JPS61211672A - Actuator for absorption refrigerator - Google Patents

Abstract

(57) [Summary] This bulletin contains application data before electronic filing, so abstract data is not recorded.

Description

DETAILED DESCRIPTION OF THE INVENTION The present invention has a seventh mechanism operated by a battery,
Upon activation of the burner, the burner is automatically activated and held in the activated state by the seventh mechanism;
Absorption refrigeration in which the absorption refrigeration device is operated alternately by burners or electric heating elements! ! related to the actuating device of the

U.S. Patent No. 3. ．． 370. 'l, No. 76 #lil
discloses such an operating device for operating an absorption refrigeration device with the heat of an electric heating element or with the heat of a gas burner, in which - the switching of the energy type is achieved manually by lever operation.

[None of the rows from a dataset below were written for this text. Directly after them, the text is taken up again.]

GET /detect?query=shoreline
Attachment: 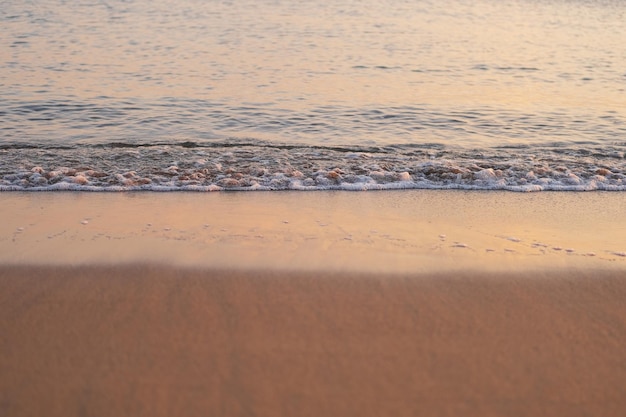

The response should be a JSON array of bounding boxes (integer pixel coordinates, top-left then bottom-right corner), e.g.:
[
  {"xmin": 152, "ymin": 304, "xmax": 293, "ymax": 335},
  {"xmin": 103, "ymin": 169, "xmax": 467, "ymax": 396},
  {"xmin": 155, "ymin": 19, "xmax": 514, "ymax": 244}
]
[
  {"xmin": 0, "ymin": 191, "xmax": 626, "ymax": 417},
  {"xmin": 0, "ymin": 190, "xmax": 626, "ymax": 273}
]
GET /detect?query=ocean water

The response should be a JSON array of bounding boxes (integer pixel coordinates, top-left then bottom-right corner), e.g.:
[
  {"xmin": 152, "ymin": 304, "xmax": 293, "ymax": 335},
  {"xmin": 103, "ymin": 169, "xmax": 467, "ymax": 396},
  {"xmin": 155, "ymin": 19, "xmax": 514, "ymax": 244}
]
[{"xmin": 0, "ymin": 0, "xmax": 626, "ymax": 191}]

When the lever is operated to the "electric" position and the actuator W1 is switched to electrical operation, the 1lov power line or lcoV
The battery is the power source. During electrical operation, the electric heating element is operated by a battery when the operating device is not connected to the 110V power line. When the device is connected to the power line, the connection to the battery is automatically broken and the electric heating element is activated via the transformer by the above-mentioned /IOV.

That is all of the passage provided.